The force shown in the figure below is the net eastward force acting on a ball. The force starts rising at t=0.012 s, falls back to zero at t=0.062 s, and reaches a maximum force of 35 N at the peak. Determine with an error no bigger than 25% (high or low) the magnitude of the impulse (in N-s) delivered to the ball.

Area under the graph = impulse and is similar enough (less than 25% error) to be able to calculate the impulse of the curved graph.

A=(1/2)(b)(h)

A=(1/2)(0.062s-0.012s)(35N)

A=0.875N*s

To determine the magnitude of the impulse delivered to the ball, we need to find the area under the force-time graph. Since the force is varying with time, we can approximate the area by dividing it into two parts: the area of the rectangle and the area of the triangle.

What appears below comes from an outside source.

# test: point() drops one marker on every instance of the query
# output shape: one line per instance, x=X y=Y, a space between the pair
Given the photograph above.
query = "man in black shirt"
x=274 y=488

1. Calculate the area of the rectangle:
- The height of the rectangle is the maximum force, which is 35 N.
- The base of the rectangle is the time duration when the force is constant, which is from t = 0.012 s to t = 0.062 s.
- Calculate the width (base) of the rectangle by subtracting the starting time from the ending time: base = 0.062 s - 0.012 s = 0.05 s.
- Calculate the area of the rectangle by multiplying the height (35 N) by the base (0.05 s).

2. Calculate the area of the triangle:
- The height of the triangle is the maximum force, which is 35 N.
- The base of the triangle is the width of the rectangle, which is 0.05 s.
- Calculate the area of the triangle by multiplying 0.5 by the height (35 N) by the base (0.05 s).

3. Add the areas of the rectangle and the triangle to get the total impulse delivered to the ball.

4. To find the error no bigger than 25%, we can calculate the maximum and minimum possible values for the impulse. To determine the maximum value, add the maximum possible error to the total impulse, and to determine the minimum value, subtract the maximum possible error from the total impulse.

By following this approach, you can calculate the magnitude of the impulse (in N-s) delivered to the ball and determine the maximum and minimum possible values considering the 25% error range.